Wien (OTS) - Frauenministerin Doris Bures wirft ÖVP-Klubobmann Schüssel vor, nach dem Motto, "was ich nicht hören will, darf nicht gesagt werden" zu agieren. Schüssel werde sich aber daran gewöhnen müssen, "dass ich als Frauenministerin das Wort ergreifen werde, wenn es Vorschläge - noch dazu vom Regierungspartner - gibt, die tausende Frauen aus der Erwerbstätigkeit zurück in die Abhängigkeit drängen würden".
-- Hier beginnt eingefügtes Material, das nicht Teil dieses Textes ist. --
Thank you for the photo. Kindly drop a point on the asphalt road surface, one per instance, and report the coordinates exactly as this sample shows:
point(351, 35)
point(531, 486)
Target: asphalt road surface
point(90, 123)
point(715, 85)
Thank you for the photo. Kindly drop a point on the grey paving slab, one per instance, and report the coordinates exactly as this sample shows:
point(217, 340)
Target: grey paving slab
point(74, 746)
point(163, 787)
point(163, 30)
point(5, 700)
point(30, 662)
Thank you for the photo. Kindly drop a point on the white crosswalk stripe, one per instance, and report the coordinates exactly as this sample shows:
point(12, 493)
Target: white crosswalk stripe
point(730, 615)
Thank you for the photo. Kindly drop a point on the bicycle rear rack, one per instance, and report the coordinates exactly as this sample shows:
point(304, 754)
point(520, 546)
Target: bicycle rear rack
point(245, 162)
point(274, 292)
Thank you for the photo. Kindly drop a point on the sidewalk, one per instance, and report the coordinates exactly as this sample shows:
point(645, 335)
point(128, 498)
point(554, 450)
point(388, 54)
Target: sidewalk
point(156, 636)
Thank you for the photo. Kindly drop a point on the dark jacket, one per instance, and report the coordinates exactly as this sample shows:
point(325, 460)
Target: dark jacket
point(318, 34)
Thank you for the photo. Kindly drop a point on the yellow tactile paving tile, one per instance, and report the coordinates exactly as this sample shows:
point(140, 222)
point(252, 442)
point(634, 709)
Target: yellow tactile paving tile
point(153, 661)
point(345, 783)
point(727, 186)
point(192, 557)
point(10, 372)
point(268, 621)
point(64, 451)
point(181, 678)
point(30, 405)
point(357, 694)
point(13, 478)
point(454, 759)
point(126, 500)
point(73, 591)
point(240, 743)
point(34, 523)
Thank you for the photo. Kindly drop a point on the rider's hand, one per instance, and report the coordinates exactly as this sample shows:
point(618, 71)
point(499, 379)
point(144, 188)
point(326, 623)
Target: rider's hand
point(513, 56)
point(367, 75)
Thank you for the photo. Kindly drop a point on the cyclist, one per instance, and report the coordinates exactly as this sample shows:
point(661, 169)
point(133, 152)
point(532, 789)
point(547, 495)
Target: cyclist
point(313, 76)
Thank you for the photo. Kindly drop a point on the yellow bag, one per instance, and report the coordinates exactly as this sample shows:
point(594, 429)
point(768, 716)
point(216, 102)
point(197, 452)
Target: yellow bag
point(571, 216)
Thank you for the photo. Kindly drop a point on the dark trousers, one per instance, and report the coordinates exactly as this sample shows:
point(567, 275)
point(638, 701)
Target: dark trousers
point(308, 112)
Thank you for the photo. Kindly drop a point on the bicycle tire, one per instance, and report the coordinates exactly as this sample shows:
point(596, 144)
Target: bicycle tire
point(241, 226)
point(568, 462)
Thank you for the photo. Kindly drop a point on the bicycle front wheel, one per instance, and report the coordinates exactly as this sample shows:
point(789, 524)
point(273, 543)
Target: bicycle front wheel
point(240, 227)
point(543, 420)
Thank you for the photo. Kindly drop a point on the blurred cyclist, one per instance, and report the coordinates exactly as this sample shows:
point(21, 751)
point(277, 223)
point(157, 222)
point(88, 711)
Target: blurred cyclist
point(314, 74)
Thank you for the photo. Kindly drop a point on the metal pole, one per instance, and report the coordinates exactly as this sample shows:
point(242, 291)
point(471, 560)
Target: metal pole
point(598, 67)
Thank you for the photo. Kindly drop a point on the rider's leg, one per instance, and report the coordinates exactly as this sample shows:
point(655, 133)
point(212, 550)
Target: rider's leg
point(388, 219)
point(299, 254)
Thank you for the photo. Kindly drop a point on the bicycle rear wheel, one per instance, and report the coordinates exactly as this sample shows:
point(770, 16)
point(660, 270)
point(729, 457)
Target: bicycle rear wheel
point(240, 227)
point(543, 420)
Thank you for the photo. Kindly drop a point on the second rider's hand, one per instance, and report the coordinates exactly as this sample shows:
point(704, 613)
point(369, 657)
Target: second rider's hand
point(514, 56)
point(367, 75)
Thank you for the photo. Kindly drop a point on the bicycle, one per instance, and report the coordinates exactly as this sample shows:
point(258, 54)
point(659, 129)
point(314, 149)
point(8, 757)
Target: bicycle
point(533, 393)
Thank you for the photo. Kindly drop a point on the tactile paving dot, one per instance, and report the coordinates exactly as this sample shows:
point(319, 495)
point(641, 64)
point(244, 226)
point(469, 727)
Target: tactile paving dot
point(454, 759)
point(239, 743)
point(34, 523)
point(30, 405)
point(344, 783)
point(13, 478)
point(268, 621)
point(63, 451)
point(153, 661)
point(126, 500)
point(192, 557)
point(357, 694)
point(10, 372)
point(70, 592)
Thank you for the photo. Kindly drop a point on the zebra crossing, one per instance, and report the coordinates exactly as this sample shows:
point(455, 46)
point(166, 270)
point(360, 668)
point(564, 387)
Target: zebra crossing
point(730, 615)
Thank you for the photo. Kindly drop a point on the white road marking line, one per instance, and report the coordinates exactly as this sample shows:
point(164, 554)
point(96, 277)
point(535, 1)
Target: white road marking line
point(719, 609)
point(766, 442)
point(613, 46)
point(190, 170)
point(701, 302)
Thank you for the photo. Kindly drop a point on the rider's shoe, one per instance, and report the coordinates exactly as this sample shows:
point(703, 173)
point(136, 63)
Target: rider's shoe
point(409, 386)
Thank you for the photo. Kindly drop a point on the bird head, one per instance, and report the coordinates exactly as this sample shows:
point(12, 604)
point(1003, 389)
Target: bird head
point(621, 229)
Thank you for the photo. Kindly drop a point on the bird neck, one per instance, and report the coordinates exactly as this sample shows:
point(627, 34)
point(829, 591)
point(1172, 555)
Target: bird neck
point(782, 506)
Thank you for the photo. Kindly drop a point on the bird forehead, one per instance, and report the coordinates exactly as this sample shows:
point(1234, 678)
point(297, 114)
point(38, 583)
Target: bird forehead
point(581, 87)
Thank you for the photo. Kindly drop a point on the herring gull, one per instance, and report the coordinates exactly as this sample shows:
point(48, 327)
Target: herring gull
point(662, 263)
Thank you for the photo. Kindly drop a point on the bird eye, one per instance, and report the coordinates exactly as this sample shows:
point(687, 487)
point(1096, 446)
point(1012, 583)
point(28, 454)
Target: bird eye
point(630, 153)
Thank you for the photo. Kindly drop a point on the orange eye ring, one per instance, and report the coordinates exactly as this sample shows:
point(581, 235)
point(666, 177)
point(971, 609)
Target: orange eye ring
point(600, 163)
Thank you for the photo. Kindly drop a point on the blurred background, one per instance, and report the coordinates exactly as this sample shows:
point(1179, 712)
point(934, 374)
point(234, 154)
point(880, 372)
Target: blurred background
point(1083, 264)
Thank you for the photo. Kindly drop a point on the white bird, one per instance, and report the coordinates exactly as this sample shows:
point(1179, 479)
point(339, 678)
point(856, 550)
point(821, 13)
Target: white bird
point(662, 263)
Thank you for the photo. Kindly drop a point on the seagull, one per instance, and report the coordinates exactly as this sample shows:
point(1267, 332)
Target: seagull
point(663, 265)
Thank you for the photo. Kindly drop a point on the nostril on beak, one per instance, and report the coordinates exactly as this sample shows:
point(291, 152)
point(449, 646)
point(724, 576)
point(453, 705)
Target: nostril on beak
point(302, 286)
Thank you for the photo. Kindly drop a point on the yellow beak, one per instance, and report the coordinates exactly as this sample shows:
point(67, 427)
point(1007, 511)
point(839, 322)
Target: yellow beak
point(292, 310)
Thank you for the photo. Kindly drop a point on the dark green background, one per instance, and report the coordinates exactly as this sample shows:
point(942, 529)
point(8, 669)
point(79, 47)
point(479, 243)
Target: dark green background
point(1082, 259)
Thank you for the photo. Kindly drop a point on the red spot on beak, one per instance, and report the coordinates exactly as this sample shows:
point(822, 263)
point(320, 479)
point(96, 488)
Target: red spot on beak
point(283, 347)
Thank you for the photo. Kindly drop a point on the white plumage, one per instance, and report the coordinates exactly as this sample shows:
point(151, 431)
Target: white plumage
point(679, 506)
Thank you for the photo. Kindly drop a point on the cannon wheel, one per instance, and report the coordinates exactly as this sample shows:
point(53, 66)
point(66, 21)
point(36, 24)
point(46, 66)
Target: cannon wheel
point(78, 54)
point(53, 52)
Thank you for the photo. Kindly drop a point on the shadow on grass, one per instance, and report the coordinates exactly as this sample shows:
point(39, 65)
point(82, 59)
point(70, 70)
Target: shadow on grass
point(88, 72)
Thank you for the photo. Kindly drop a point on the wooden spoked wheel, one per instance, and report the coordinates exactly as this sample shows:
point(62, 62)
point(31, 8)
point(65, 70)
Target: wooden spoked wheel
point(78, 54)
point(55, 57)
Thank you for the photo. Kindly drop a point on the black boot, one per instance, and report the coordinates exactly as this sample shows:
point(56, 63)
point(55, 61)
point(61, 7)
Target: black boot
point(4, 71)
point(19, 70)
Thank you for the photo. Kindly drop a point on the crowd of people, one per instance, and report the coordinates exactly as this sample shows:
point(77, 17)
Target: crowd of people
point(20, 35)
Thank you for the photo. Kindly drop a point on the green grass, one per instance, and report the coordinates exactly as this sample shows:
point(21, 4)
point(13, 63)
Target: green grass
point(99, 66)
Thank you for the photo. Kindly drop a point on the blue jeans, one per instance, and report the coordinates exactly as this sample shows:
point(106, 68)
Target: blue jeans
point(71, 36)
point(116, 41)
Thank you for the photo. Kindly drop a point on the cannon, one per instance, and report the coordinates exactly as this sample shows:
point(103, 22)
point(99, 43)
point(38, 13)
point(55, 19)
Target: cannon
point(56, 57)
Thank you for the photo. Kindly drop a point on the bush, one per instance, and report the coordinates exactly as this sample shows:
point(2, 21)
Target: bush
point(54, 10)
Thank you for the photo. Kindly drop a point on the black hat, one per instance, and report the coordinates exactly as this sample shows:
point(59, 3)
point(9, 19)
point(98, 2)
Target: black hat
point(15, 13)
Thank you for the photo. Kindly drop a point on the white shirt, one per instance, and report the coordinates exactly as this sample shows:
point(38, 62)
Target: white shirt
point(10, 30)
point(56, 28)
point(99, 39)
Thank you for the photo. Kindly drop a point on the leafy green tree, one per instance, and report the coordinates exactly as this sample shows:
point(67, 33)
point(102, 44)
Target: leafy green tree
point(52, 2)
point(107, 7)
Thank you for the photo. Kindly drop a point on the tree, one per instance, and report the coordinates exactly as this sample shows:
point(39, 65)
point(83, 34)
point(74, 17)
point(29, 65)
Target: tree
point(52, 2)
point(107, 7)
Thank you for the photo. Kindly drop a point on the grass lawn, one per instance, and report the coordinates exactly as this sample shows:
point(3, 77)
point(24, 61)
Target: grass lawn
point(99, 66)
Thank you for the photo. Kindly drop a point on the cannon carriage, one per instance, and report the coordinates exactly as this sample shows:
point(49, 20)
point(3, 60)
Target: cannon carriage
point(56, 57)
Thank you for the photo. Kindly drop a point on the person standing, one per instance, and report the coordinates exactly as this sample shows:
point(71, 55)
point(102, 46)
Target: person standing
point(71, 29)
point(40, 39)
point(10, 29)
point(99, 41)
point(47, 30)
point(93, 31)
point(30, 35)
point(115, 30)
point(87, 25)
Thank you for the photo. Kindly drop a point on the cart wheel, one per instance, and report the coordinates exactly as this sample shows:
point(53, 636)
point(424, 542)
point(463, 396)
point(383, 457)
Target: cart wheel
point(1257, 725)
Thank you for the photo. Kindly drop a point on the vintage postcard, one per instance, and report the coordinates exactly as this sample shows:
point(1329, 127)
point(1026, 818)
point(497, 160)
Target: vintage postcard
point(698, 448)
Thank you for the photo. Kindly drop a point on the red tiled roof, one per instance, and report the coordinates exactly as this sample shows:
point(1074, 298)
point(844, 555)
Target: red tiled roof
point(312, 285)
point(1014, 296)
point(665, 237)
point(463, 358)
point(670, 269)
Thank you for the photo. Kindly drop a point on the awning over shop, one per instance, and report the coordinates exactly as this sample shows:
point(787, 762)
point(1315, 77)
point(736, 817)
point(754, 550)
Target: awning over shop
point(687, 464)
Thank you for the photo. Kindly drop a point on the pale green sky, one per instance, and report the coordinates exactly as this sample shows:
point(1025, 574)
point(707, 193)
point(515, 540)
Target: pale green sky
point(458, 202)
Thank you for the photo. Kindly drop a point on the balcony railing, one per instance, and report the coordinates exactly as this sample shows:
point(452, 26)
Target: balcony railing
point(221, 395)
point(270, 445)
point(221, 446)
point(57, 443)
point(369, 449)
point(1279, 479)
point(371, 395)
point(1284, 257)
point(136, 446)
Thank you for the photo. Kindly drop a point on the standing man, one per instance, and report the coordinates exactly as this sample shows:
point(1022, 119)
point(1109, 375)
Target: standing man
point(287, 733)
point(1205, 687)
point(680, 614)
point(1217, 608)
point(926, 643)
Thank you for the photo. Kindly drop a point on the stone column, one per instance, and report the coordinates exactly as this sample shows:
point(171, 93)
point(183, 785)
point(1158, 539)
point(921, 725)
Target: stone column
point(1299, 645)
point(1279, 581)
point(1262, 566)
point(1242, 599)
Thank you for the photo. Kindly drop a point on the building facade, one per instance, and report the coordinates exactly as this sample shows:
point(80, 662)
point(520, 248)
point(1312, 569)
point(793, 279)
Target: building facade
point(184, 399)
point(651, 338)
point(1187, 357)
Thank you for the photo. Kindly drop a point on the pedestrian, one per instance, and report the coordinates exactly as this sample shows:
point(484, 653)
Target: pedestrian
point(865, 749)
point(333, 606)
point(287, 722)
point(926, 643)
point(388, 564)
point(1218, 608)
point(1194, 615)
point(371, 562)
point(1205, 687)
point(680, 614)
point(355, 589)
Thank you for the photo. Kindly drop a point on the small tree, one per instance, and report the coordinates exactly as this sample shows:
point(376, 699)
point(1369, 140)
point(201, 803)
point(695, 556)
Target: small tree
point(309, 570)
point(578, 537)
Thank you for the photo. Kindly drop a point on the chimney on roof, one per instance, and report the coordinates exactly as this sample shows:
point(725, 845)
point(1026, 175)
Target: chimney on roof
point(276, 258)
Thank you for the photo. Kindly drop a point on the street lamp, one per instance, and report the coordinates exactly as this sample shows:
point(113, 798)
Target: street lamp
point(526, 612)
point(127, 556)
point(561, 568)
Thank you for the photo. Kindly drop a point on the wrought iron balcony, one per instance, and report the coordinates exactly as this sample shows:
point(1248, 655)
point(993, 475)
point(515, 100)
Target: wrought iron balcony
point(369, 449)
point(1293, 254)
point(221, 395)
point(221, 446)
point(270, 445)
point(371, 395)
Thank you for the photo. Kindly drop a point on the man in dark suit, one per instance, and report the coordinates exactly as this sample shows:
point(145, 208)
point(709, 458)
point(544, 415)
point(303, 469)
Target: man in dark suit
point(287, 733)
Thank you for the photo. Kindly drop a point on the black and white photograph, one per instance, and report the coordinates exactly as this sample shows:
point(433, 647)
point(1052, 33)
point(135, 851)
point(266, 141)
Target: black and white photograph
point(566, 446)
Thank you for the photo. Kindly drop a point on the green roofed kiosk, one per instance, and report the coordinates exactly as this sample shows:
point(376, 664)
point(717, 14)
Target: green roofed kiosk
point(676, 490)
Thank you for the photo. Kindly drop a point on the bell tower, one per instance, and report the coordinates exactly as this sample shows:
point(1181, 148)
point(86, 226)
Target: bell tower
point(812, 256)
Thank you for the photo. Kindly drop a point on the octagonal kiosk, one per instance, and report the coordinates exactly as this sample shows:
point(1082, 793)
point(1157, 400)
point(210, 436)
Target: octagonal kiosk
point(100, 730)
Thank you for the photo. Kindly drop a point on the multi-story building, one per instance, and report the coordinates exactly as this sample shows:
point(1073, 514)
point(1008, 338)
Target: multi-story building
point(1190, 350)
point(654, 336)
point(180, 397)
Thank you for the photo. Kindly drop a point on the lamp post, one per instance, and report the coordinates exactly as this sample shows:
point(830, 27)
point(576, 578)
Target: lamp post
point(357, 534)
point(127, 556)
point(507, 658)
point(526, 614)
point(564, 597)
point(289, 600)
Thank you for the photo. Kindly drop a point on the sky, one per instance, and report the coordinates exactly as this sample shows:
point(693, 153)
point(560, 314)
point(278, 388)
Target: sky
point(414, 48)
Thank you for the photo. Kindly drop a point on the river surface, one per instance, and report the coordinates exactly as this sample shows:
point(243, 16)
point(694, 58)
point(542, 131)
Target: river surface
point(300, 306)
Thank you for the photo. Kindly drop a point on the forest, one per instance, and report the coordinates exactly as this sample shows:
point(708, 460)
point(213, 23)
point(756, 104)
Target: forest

Die Frauenministerin hatte am Dienstag in einer gemeinsamen Pressekonferenz mit Finanzstaatssekretär Christoph Matznetter auf die verheerenden frauenpolitischen Auswirkungen im Falle eines Abgehens von der Individualbesteuerung hingewiesen und war dafür von ÖVP-Klubobmann Schüssel kritisiert worden.

Schüssels Politikverständnis erinnert Bures an Metternich´sche Zeiten. Auch Schüssel werde akzeptieren müssen, dass sie, Bures, sein verzopftes Familien- und Frauenbild nicht teile und sich auch in Zukunft auf die Seite der Frauen stellen werde.

Das Familienbesteuerungsmodell würde, wie ExpertInnen vorrechnen, die Frauenerwerbsquote um 2,4 Prozent senken, also konkret 50.000 bis 60.000 Frauen aus dem Erwerbsleben drängen. "Das werde ich als Frauenministerin nicht zulassen - und das selbstverständlich auch sagen, wo und wann immer ich das für richtig halte", sagte Bures.

Bures erklärte abschließend, dass sie sich von Schüssel "keinen Maulkorb umhängen" lassen werde und sich auch sonst niemand in diesem Land von Schüssel das Wort verbieten lassen werde. Außerdem werde sie als Frauenministerin im Bundeskanzleramt selbstverständlich auch in Zukunft die Räume des Bundeskanzleramts nutzen.